Return on investment – As a performance measure, ROI evaluates the efficiency of a properties money making potential. It is calculated by dividing the return of an investment by the cost of the investment.
Gross yield – This is the total income a property has generated, before the deduction of taxes and expenses. In the property market it is expressed as a percentage calculated by dividing the annual return on investment by the current value of the investment.
Gross Profit – The total revenue generated by the property, minus any taxes and expenses. This is ultimately the cash that landlords pocket.
Depreciation – This represents any lost value that may have accumulated over time. Landlords will often face depreciation during a property price slump.
Capital gain – When a property increases in value from the original purchase price, landlords enjoy a capital gain.

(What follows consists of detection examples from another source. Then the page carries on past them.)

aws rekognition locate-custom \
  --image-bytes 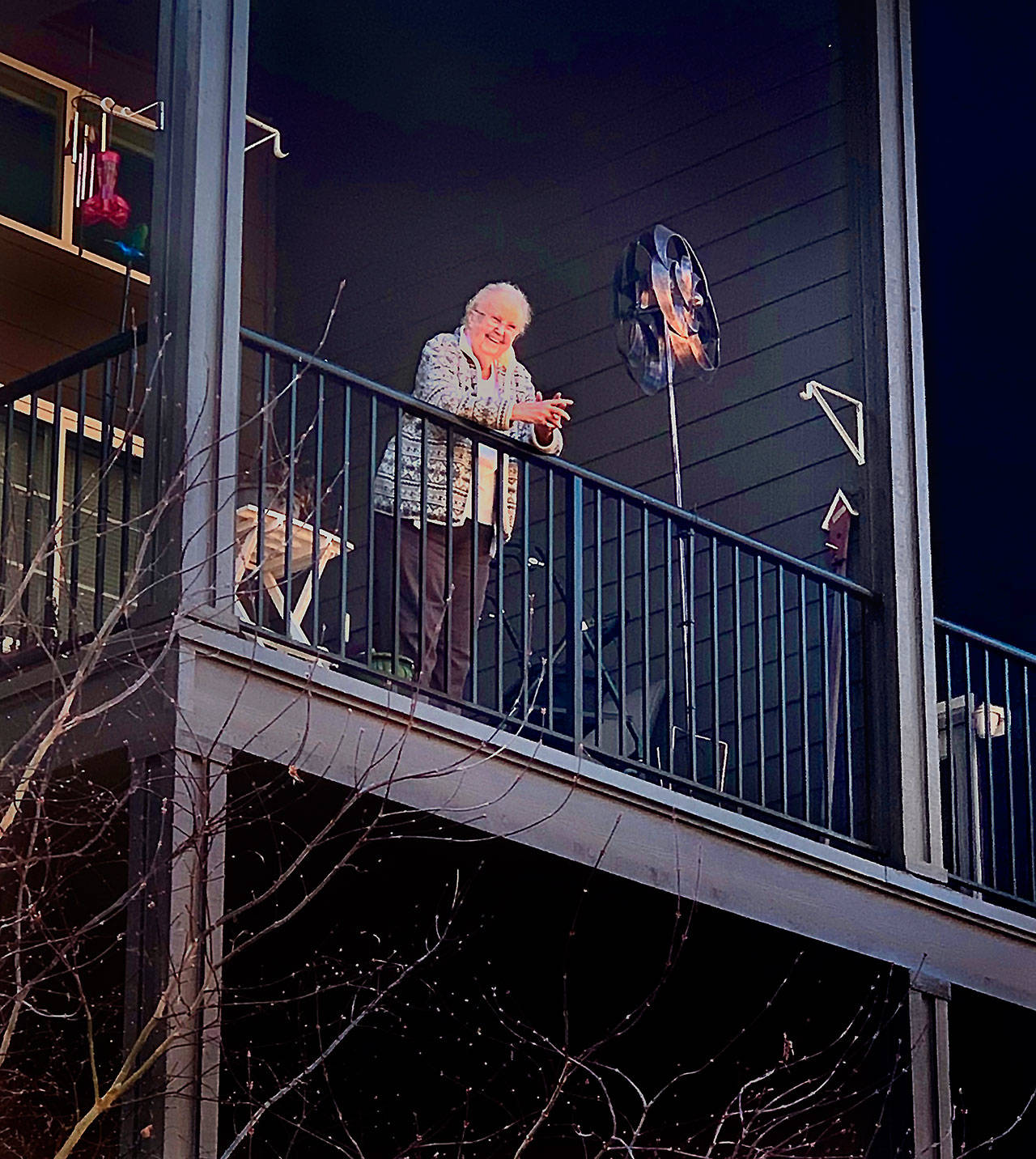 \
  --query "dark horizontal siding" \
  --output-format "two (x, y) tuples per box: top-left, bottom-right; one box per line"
(270, 0), (862, 570)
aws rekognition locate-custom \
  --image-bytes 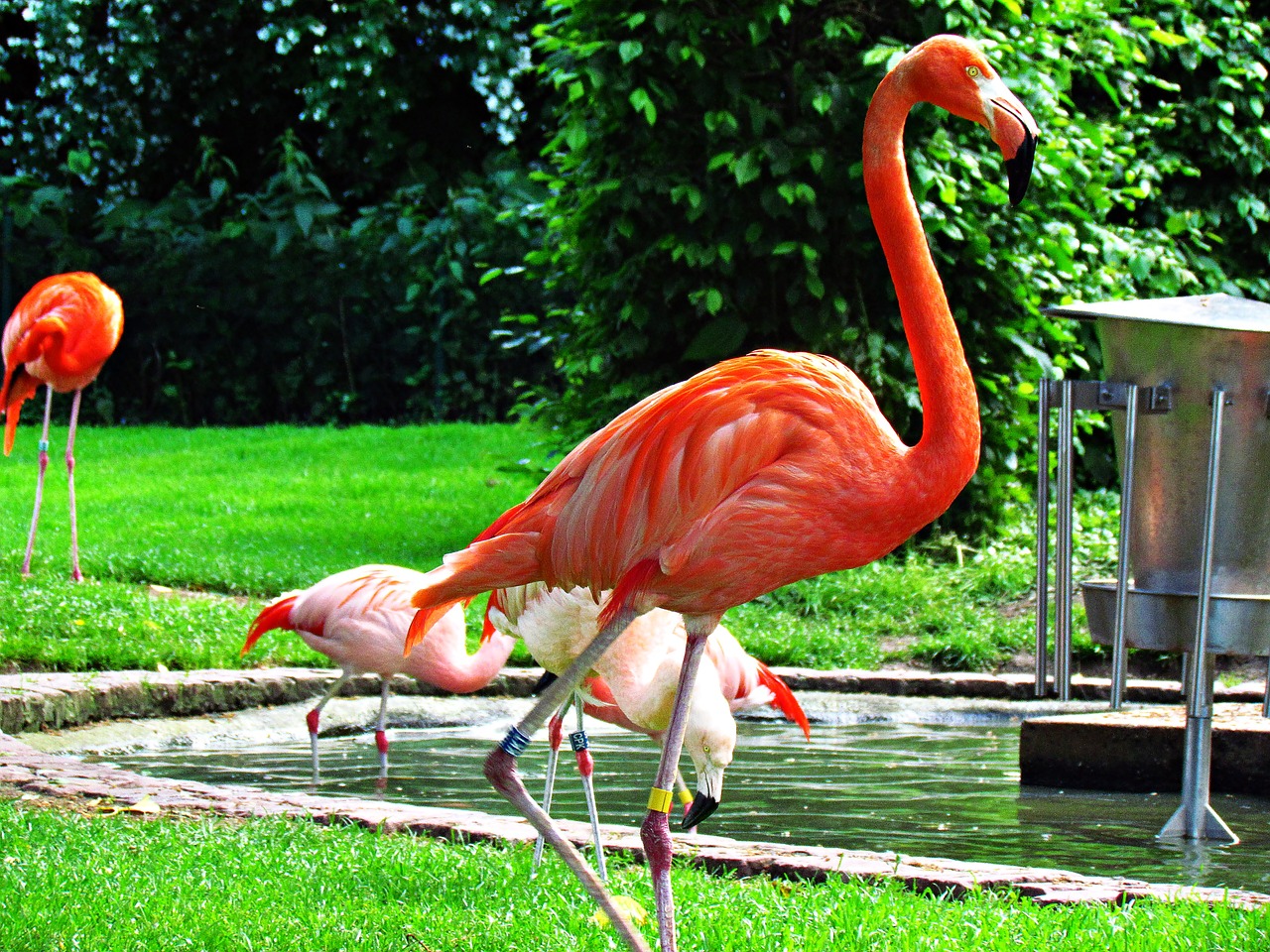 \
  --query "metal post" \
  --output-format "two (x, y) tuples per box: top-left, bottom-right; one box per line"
(1054, 380), (1076, 701)
(1261, 657), (1270, 717)
(1160, 386), (1239, 843)
(1036, 377), (1051, 697)
(1111, 384), (1138, 711)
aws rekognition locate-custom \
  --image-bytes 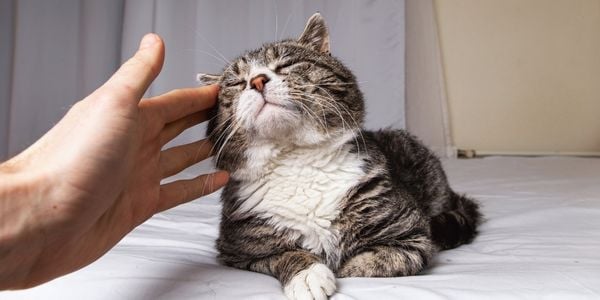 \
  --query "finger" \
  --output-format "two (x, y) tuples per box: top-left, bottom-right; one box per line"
(102, 33), (165, 103)
(157, 171), (229, 212)
(160, 111), (208, 146)
(160, 140), (212, 178)
(147, 84), (219, 123)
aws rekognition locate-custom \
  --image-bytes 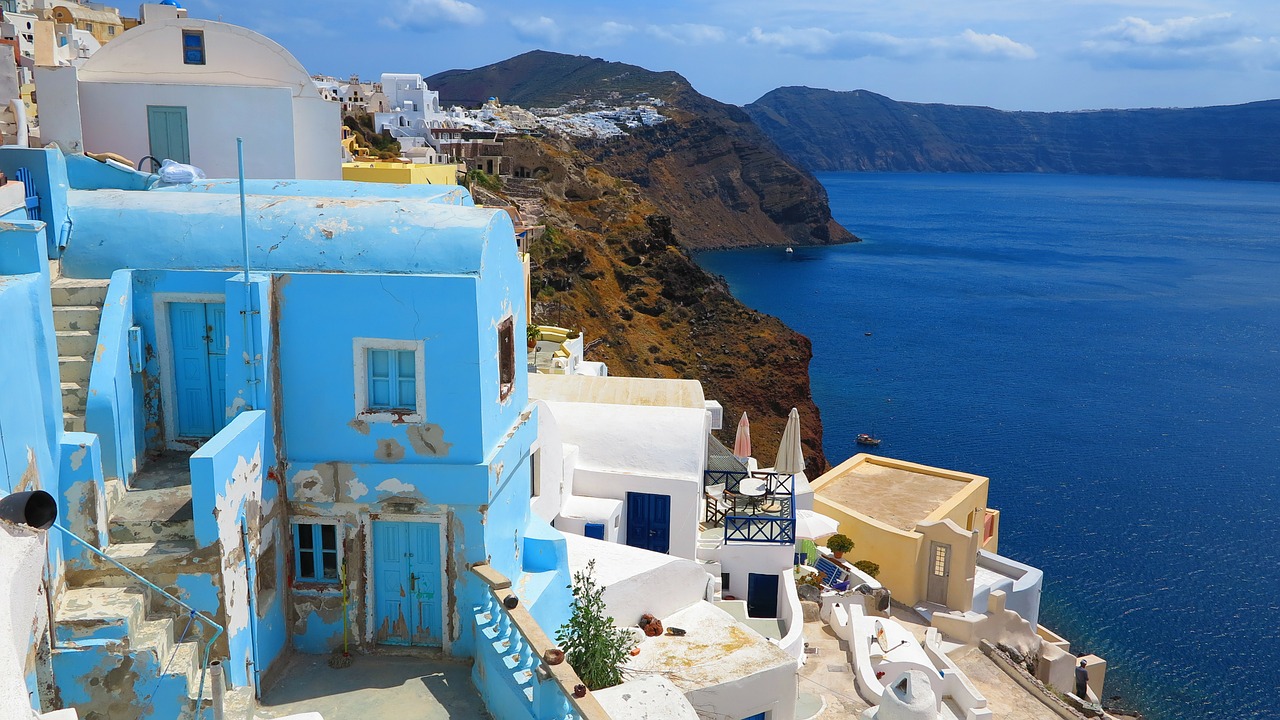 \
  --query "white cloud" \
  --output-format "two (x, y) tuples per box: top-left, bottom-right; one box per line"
(646, 23), (728, 45)
(380, 0), (484, 32)
(507, 15), (561, 45)
(591, 20), (636, 45)
(1080, 13), (1280, 69)
(745, 27), (1036, 60)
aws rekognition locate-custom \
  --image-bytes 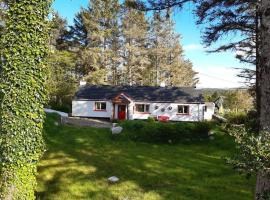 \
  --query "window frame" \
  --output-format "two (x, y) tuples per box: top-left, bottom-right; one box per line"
(134, 103), (150, 114)
(177, 105), (190, 115)
(94, 101), (107, 112)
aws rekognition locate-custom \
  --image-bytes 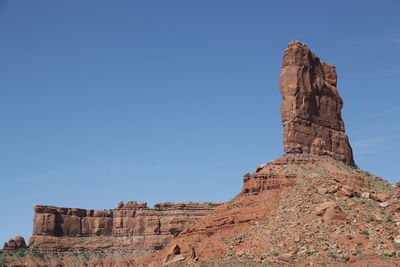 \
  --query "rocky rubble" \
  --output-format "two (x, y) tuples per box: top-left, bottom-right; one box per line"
(0, 41), (400, 267)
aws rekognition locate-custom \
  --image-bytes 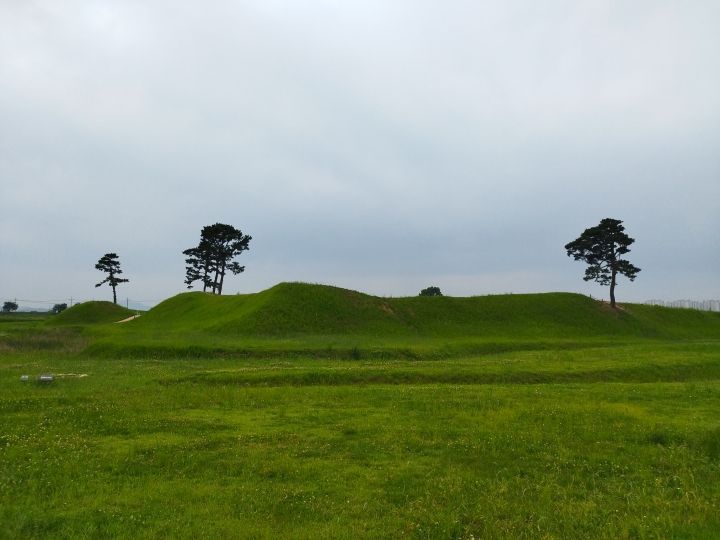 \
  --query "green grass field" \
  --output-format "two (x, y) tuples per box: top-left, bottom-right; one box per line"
(0, 284), (720, 538)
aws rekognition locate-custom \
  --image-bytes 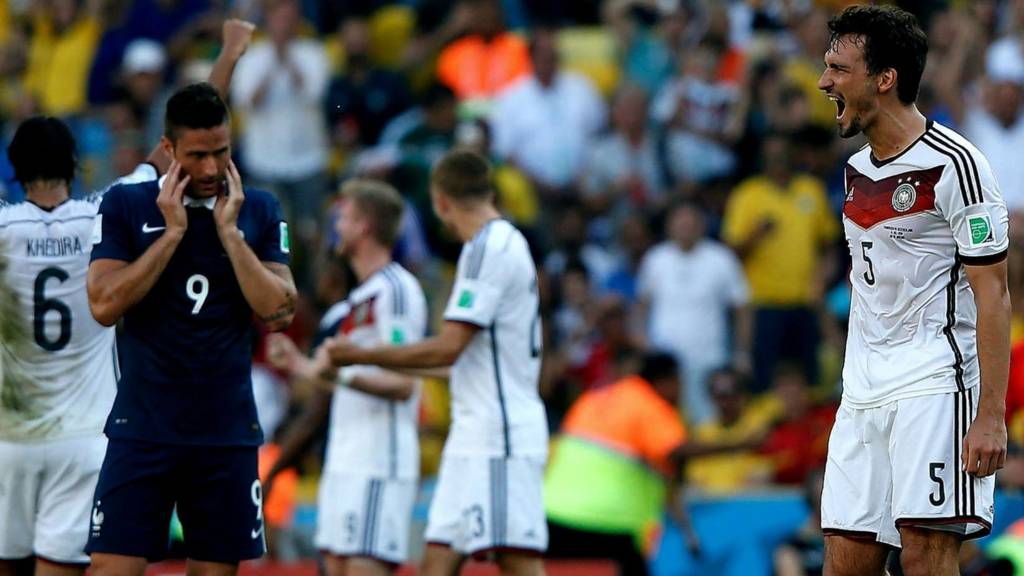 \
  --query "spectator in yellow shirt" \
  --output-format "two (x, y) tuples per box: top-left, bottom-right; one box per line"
(25, 0), (103, 117)
(686, 368), (772, 494)
(723, 133), (839, 393)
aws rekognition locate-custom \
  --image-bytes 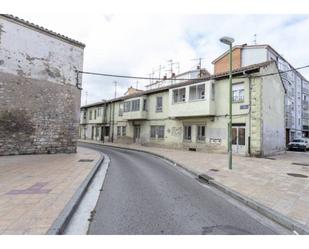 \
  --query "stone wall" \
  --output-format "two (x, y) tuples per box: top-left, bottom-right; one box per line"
(0, 73), (80, 155)
(0, 15), (84, 155)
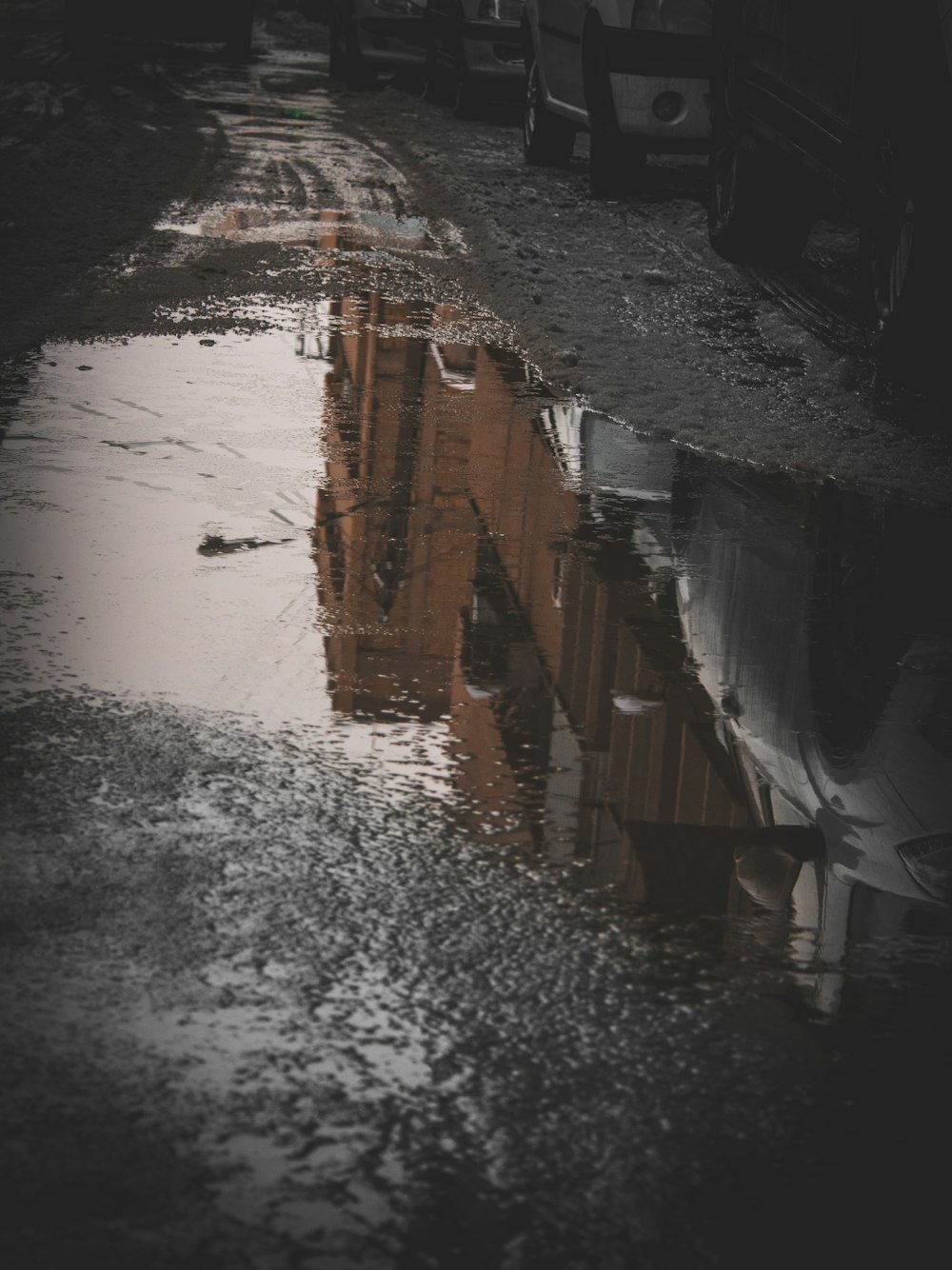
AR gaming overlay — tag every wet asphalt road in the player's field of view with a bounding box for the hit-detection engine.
[0,7,952,1270]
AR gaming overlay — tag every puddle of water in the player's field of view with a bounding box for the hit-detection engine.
[3,293,952,1012]
[156,205,438,254]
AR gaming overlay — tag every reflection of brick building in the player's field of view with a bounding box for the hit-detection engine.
[315,296,473,718]
[315,296,751,910]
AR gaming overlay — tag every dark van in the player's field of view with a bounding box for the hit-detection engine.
[708,0,952,353]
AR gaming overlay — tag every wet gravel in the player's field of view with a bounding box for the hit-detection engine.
[0,0,948,1270]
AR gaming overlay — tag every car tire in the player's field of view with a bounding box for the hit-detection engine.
[707,48,814,262]
[453,61,481,119]
[327,15,376,91]
[586,47,647,198]
[423,37,450,106]
[225,0,254,61]
[808,486,917,764]
[861,130,952,364]
[522,57,575,168]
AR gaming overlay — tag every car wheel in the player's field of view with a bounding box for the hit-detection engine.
[707,53,812,260]
[453,61,481,119]
[522,57,575,168]
[810,487,913,762]
[225,0,254,60]
[586,46,647,198]
[861,133,952,361]
[327,15,376,91]
[423,38,449,106]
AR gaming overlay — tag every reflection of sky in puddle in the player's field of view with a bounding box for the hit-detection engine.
[3,286,949,1008]
[156,206,437,252]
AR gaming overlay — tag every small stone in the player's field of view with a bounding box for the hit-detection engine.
[641,269,674,287]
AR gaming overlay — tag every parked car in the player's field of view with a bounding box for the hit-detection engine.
[708,0,952,349]
[65,0,254,57]
[523,0,711,198]
[327,0,426,89]
[424,0,526,117]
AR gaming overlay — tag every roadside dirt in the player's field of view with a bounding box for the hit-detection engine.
[0,0,952,505]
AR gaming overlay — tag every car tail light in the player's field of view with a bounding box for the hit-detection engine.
[651,91,684,123]
[370,0,423,18]
[896,833,952,903]
[631,0,711,35]
[476,0,523,22]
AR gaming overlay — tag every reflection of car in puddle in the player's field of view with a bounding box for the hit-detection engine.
[315,296,952,1008]
[674,463,952,996]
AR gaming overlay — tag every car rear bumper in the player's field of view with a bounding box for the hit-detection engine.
[357,16,426,69]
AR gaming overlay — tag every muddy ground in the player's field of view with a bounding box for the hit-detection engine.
[0,10,949,1270]
[0,0,949,503]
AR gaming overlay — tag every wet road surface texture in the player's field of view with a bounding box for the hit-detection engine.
[0,7,952,1270]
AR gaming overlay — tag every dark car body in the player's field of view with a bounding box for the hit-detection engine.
[708,0,952,358]
[65,0,254,54]
[523,0,711,197]
[424,0,526,114]
[327,0,426,88]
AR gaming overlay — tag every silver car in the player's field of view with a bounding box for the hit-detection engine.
[523,0,712,198]
[426,0,526,117]
[327,0,426,89]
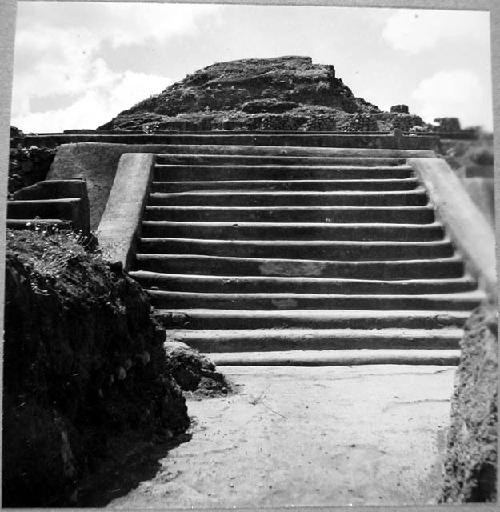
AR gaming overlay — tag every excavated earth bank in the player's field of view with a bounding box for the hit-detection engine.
[3,231,190,507]
[440,306,498,503]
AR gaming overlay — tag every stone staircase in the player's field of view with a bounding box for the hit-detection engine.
[131,146,484,364]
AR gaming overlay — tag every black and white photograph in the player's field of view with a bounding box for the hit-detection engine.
[0,0,500,510]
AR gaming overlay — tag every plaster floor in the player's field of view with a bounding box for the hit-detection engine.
[108,365,455,508]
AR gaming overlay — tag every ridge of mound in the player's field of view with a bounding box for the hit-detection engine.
[98,56,423,132]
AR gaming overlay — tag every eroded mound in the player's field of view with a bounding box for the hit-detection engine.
[440,306,498,503]
[99,56,423,132]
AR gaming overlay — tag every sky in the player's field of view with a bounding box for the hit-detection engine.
[11,2,493,132]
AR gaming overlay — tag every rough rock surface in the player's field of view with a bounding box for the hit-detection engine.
[2,231,189,507]
[99,56,423,132]
[440,306,498,503]
[164,341,231,397]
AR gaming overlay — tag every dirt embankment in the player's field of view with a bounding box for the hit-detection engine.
[440,306,498,503]
[2,231,189,507]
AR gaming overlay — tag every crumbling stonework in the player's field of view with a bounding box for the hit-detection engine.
[99,56,423,132]
[2,231,189,507]
[440,306,498,503]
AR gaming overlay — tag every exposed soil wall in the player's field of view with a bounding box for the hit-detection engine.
[440,306,498,503]
[8,146,55,193]
[2,231,189,507]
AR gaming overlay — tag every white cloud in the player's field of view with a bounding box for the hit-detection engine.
[382,10,490,55]
[12,68,171,133]
[412,69,493,129]
[12,4,220,132]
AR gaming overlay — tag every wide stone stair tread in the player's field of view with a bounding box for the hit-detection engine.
[149,188,428,206]
[140,238,454,261]
[130,270,477,294]
[142,221,445,241]
[144,144,434,160]
[204,349,460,366]
[136,253,463,279]
[168,327,463,353]
[156,153,406,166]
[145,206,435,224]
[154,309,469,330]
[151,178,418,193]
[153,164,412,182]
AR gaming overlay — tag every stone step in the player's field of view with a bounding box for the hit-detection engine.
[205,349,460,366]
[41,129,438,149]
[140,238,454,261]
[136,253,464,279]
[7,219,72,230]
[7,197,80,220]
[153,144,435,158]
[141,221,444,241]
[153,164,413,182]
[130,270,477,295]
[156,153,406,166]
[148,188,428,206]
[143,206,434,224]
[151,178,418,193]
[148,290,485,311]
[154,309,469,329]
[167,327,463,353]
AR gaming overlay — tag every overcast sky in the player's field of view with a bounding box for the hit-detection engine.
[12,2,493,132]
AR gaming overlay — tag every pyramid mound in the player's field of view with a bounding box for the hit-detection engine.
[99,56,423,132]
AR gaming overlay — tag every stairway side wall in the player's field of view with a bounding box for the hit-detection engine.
[408,158,497,299]
[97,153,154,270]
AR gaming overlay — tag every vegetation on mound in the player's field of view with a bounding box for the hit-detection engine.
[165,341,232,398]
[3,231,189,506]
[441,133,494,173]
[99,56,424,132]
[440,306,498,503]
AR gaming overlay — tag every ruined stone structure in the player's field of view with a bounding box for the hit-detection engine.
[99,56,424,132]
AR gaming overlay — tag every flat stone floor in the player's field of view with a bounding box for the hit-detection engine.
[109,365,455,508]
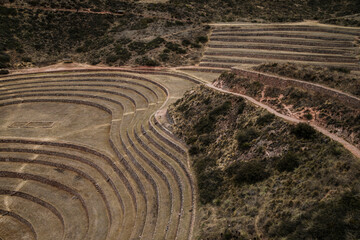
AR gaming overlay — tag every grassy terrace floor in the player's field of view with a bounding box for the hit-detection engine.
[0,70,196,239]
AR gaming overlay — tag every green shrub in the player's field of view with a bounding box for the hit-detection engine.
[135,56,160,67]
[276,190,360,240]
[181,39,191,47]
[189,146,200,156]
[106,54,119,63]
[159,52,169,62]
[196,36,209,43]
[115,45,131,62]
[209,101,231,117]
[0,69,9,75]
[194,116,215,134]
[146,37,165,50]
[275,152,299,172]
[129,41,147,54]
[226,160,269,185]
[0,53,10,63]
[291,123,316,139]
[21,57,31,62]
[165,42,186,54]
[304,113,313,120]
[329,67,351,73]
[256,113,275,126]
[130,18,155,30]
[236,128,259,150]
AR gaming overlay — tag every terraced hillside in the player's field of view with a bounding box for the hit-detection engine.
[200,23,360,70]
[0,70,196,240]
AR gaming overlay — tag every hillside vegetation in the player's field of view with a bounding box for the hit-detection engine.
[169,87,360,239]
[0,4,209,68]
[0,0,360,68]
[254,63,360,96]
[215,72,360,150]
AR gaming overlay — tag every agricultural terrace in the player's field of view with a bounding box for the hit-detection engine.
[199,22,360,70]
[0,70,196,239]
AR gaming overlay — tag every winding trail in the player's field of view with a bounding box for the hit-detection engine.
[171,69,360,159]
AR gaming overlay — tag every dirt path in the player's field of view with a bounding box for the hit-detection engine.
[4,63,360,158]
[206,84,360,158]
[171,69,360,159]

Equity – For landlords that have a mortgage, equity is the proportion of ownership they possess. For example, if a landlord owns a property worth £200,000 and have a mortgage of £120,000, they have 40% equity.
Cashflow positive – When the amount of cash coming in is greater than the amount of cash flowing out, this is referred to as cashflow positive. It’s a great place for landlords to be in!
Landlords insurance – This refers to the insurance policy that protects a landlords investment from unexpected incidents. This could be anything from tenant arrears and vandalism to burst pipes and flood damage. A popular way for landlords to secure the cheapest deals is to visit quote compare websites.
Stamp Duty – When purchasing a property valued at over £125,000 landlords must pay stamp duty. This is a government tax that all property buyers must pay.
Buy-to-let insurance – When landlords purchase a property with the intention of leasing it out straight away, they’ll need to take out a buy-to-let specific insurance policy. Without the right cover landlords risk fines or invalidated insurance.